'Tecavüze uğrayacak' mülteci kadınlar için hekimlere eğitim!

09:06

Özgü Özütok/JINHA

İZMİR - BM Nüfus Fonu tarafından düzenlenen 'Afetlerde Sağlık ve Üreme Sağlığı' programına katılan pratisyen hekim Gülten Aykanat, eğitimde savaş durumlarında tecavüze uğrayacak kadınların yüzdelik rakamının verildiği söyleyerek, tecavüzü önlemek adına yapılacaklar üzerinden değil de sonrasında yapılacaklar üzerinden eğitimin verilmesini kaygı verici bulduğunu belirtti.

Birleşmiş Milletler (BM) Nüfus Fonu, dünyanın 13 ülkesinde mülteci kamplarında görevlendirilecek 400'den fazla sağlık çalışanına 'Afetlerde Sağlık ve Üreme Sağlığı' programı kapsamında 3 günlük eğitim verildi. İzmir'de yaşayan pratisyen hekim Gülden Aykanat ta program kapsamında Ankara'da eğitime katıldı. Aldıkları eğitime ilişkin bilgi veren Gülden,
"Ağırlıklı olarak mülteci kamplarındaki kadın ve kadın üreme sağlığı, çocuk ve aile sağlığı üzerine bir eğitimdi. Eğitimde de en kaygı verici olan savaş durumlarında net bir şekilde tecavüze uğrayacak kadınların yüzdelik rakamlarının verilmesi oldu. Bunu önlemek adına yapılacaklar değil de olduktan sonra neler yapılacağının anlatılması kaygı vericiydi" diye belirtti.

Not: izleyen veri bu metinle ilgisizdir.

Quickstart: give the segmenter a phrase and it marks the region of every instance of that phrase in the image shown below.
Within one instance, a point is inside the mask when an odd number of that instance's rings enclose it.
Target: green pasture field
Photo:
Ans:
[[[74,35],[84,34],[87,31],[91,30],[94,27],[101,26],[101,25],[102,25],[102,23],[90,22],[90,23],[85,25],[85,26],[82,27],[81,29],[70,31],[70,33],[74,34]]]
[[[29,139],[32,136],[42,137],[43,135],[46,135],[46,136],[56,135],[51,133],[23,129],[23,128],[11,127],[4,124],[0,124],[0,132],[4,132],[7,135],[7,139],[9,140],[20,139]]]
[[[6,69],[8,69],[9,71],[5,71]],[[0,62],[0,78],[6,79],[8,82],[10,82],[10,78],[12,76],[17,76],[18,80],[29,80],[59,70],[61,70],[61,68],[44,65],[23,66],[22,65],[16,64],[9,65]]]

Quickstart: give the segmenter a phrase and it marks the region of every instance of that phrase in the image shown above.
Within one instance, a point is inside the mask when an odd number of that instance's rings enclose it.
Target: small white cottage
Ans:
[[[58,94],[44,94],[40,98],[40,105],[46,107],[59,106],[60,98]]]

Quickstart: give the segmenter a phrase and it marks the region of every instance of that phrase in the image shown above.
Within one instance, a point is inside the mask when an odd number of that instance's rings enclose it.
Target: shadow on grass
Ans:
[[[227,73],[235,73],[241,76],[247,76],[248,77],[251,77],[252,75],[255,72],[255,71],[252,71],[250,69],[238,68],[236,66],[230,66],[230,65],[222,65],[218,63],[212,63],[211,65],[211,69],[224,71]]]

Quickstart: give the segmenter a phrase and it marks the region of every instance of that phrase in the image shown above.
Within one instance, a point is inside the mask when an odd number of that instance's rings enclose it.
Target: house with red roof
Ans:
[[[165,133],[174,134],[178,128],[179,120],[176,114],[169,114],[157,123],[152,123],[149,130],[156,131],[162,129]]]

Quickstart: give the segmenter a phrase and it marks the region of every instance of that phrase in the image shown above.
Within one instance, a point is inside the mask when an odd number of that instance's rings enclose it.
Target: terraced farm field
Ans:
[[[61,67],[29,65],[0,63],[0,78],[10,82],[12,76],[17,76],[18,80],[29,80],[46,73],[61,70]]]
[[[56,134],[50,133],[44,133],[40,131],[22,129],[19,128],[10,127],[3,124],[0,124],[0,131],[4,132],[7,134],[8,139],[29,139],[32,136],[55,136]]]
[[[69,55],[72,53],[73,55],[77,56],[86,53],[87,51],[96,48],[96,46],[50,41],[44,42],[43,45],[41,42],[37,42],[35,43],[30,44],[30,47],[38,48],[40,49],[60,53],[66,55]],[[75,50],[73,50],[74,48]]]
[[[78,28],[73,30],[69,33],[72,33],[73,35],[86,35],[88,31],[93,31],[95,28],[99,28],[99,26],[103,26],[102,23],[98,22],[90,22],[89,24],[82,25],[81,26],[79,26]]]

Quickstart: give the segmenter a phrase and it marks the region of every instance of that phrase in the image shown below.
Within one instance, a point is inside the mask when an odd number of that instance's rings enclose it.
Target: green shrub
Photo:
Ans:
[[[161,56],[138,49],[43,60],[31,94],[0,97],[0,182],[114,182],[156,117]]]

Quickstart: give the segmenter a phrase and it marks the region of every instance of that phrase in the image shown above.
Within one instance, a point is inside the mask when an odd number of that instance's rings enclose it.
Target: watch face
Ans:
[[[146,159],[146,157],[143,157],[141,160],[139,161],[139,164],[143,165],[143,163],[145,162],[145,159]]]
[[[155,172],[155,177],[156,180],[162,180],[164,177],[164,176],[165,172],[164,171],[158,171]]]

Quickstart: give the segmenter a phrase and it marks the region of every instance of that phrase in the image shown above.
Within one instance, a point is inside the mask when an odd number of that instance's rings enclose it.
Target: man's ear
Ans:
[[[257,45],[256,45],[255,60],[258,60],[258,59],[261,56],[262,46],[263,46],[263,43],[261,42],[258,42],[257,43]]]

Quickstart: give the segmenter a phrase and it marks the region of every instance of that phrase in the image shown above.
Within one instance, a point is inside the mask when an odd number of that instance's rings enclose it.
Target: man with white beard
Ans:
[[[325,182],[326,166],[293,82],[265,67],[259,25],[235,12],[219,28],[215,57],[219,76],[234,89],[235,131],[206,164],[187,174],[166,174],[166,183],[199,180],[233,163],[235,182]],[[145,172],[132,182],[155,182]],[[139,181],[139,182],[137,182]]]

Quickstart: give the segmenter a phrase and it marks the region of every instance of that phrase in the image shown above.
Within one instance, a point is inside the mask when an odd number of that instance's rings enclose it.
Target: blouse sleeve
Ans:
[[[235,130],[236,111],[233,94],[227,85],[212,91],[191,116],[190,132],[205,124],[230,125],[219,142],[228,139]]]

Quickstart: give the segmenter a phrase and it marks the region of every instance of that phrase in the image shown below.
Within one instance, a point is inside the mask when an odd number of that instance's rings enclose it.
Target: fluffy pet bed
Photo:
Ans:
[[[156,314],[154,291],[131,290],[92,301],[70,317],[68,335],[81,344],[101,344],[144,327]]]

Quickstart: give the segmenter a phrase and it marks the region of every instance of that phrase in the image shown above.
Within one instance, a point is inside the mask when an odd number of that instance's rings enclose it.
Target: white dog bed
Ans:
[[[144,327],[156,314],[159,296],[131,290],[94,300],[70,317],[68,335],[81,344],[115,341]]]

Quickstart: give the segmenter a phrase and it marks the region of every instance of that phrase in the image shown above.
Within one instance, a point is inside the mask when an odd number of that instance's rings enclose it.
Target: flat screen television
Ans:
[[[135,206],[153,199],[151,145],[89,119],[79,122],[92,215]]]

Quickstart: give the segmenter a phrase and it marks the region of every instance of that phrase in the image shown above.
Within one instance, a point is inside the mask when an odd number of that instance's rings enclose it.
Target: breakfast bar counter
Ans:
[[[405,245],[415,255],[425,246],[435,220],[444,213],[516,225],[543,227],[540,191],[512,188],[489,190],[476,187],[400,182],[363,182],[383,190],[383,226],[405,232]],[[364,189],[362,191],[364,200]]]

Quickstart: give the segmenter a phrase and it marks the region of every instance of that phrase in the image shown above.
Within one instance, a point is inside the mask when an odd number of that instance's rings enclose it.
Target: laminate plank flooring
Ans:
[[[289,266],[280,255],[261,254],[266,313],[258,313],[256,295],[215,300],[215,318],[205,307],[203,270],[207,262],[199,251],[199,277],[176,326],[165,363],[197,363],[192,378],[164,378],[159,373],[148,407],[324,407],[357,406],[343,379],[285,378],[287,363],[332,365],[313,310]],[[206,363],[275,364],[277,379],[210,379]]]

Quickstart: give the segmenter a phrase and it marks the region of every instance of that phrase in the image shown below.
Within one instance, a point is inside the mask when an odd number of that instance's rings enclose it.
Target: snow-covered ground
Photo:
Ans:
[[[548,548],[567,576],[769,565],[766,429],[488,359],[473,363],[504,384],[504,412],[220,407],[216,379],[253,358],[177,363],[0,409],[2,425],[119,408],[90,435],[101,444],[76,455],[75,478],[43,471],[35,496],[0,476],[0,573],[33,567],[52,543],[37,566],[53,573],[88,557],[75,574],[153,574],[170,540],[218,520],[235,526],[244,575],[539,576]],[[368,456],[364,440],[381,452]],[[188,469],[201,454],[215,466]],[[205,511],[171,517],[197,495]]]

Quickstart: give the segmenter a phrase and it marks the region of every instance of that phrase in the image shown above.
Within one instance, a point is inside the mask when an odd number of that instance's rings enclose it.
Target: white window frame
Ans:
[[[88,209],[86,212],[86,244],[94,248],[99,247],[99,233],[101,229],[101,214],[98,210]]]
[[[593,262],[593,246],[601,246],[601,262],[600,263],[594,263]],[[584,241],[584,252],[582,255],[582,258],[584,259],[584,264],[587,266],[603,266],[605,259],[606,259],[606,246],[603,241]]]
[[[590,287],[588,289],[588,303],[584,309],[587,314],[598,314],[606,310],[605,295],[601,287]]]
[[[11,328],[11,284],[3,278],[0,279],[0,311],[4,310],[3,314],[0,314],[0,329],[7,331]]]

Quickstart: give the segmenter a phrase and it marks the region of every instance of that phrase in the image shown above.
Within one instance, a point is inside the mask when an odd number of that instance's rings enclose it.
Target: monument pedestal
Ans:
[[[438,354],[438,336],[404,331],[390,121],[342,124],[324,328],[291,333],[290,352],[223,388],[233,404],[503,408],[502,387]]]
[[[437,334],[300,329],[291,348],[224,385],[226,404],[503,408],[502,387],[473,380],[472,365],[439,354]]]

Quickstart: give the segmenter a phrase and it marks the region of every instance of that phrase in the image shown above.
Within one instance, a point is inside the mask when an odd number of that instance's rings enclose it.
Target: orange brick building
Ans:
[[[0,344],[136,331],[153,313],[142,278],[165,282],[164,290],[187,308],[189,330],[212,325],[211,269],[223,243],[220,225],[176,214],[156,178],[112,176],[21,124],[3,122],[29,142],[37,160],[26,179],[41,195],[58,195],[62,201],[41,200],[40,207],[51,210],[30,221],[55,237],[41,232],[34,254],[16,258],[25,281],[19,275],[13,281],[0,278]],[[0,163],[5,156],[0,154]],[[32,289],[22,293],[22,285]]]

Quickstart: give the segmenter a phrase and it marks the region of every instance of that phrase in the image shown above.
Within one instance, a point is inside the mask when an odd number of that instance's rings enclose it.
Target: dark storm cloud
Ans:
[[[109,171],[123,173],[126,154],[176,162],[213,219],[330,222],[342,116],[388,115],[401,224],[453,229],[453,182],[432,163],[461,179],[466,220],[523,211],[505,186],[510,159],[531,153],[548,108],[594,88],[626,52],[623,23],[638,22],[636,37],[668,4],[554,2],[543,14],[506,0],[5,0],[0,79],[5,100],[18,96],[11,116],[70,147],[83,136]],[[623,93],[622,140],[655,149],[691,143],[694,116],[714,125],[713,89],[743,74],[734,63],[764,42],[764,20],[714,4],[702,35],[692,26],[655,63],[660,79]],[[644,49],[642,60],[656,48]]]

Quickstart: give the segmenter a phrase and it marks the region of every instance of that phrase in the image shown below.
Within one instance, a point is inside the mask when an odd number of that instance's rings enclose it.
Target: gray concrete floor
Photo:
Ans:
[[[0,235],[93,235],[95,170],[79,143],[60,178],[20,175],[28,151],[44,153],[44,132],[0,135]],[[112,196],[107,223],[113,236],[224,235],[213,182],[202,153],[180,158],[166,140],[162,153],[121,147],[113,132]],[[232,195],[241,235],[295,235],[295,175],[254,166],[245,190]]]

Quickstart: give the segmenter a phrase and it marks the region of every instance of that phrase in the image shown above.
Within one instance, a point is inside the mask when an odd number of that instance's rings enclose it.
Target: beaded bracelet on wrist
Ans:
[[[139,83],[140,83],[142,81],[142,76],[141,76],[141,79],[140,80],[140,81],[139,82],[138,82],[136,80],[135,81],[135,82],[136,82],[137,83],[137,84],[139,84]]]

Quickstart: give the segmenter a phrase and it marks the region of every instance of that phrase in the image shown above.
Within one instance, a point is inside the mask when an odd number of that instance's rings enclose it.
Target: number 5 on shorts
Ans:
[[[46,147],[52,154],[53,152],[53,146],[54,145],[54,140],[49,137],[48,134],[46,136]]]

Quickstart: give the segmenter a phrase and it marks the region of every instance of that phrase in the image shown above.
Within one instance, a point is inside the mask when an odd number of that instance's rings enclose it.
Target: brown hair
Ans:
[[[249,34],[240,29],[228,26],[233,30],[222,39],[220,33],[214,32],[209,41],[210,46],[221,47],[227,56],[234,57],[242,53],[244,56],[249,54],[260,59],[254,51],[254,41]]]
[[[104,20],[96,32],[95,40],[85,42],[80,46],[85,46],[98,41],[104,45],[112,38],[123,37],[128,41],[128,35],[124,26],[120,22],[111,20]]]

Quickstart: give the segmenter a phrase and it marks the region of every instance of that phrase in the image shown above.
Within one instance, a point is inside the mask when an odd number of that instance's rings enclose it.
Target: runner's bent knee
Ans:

'Avrupa'daki mülteciler Türkiye'ye mi gönderilecek?'

Bu tür eğitimlerin yapılmasının sebebi olarak "Avrupa'da olan mültecilerin Türkiye'ye geri gönderilecek olması mıdır" diye soran Gülden, "Bir taraftan da bu eğitimden sonra yaptığım okumalarla birlikte Homeros'tan beri savaşlarda kadınlara yönelik kullanılan en büyük silahlardan birinin tecavüz olduğunu gördüm. Savaş olması durumunda ülkelere yapılan işgaller var, bir de kadın bedeni üzerinden yapılan işgaller var. Bu eğitim 450 civarında kişiye verilmiş durumda. Önlenmesine yönelik, mülteci kamplarındaki güvenlik görevlilerinin erkek olması yerine kadın olması yönünde önerilerimiz oldu" ifadelerinde bulundu.

'Mülteci kadınlar kamplara geri dönmek istemiyor'

Cinsel saldırı konusunun bir buz dağı gibi olduğunu vurgulayan Gülden, hekimin mağdurla görüşmesi sırasında çeşitli sorunlar da oluştuğunu söyledi. Gülden, "Mesela dil sorunu mağdur kadınlar için de hekimler için de en büyük problemden biridir. Çevirmen aracılığıyla böyle bir konuyu anlatmaları çok zorlayıcı kılıyor. Hekim-hasta mahremiyeti açısından ve güven ilişkisi inşa edilmeden özellikle kamplarda güvenlik görevlileri tarafından uğranan taciz ve tecavüzleri anlatmaları imkânsızlaşıyor. Bulundukları kamptan ve ülkeden atılma korkusu da var oluyor. Savaştan kaçarlarken özellikle kendilerine öncülük eden kişilerce tecavüze ve tacize uğradıkları duyumunu da alıyoruz. Erkek egemen toplumda maalesef taciz ve tecavüz kadına karşı bir silah olarak kullanılmaya devam ediyor. Türk Tabipleri Birliğinin raporlarında birinde bir mülteci kadının '16 yaşında bir genç kızım var. 150 liraya onun namusunu satamazdım' dediğini gördüm. Kamplarda kalan kadınların kamplara geri dönmek istemeyip 'Basmane'de bir ağaç altında kalırım daha iyi' dediğine de şahit olduk. Para karşılığında ikinci, üçüncü eş olarak satılan kadınlar da olduğunu duydum" sözlerine yer verdi.

'En doğrusu savaşların bitmesi olacaktır'

İzmir'in Çiğli ilçesinde mülteci kampları kurulacağına dair duyumlarının olduğunu belirten Gülden, "Bununla ilgili Sağlık Müdürlüğü'nden randevu talep ettik ancak ocak ayının ilk yarısı denmesine rağmen henüz resmi bir geri dönüş olmadı. TOKİ aracılığıyla 50 ilde yerleşim yerleri yapılmasının planlandığını da duyduk" dedi. Savaş mağdurları için insan haklarının, çocuk haklarının, kadın haklarının gözetildiği bir ortam yaratılması gerektiğini düşünen Gülden, son olarak, "İnsanların can ve mal güvenliklerinin olduğu bir yer olmalı ama hiçbir yer insanların kendi evleri gibi olmayacaktır. En doğrusu savaşların bitmesi olacaktır. Diğer düşüncelerin hepsi geçici önlemler olacaktır" dedi.